Ant Financial all set for IPO as Alibaba’s Q3 records released
Alibaba has announced it will acquire a 33% stake in its finance affiliate, Ant Financial Services.
The company will buy new shares in Ant Financial in exchange for intellectual property rights, with no monetary value, which means Ant can now be listed publicly. The move has prompted many to speculate an IPO is in the offing.
Ant Financial started in 2014 and is the financial affiliate for Alibaba, encompassing e-payment service Alipay, online bank MYBanks, credit scoring service Sesame Credit, lending service Zhao Cai Bao, mass-market investment service Ant Fortune and money market fund YU’e Bao.
In a conference call, Alibaba’s Executive Vice Chairman Joseph Tsai Chung-hsin said: “Equity ownership allows us to participate in the long-term value creation of Ant Financial as opposed to the quarter-to-quarter fluctuations of a profit share”.
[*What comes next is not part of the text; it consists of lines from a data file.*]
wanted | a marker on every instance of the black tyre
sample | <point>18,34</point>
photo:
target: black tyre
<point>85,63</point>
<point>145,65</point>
This comes as detailed figures have been released on Alibaba’s 2017 Q3 results, for which is reported $23.3bn in net profit. This is a 36% rise year-on-year but has been the slowest for three quarters.
Profits have been hit by logistics venture Cainiao which made losses, as well as heavy investments in retail and content for digital platforms.
However Alibaba has seen revenue double year-on-year for specific services including a 104% increase in revenue for Alibaba Cloud and a 93% total increase for its international e-commerce business which includes AliExpress and Lazada.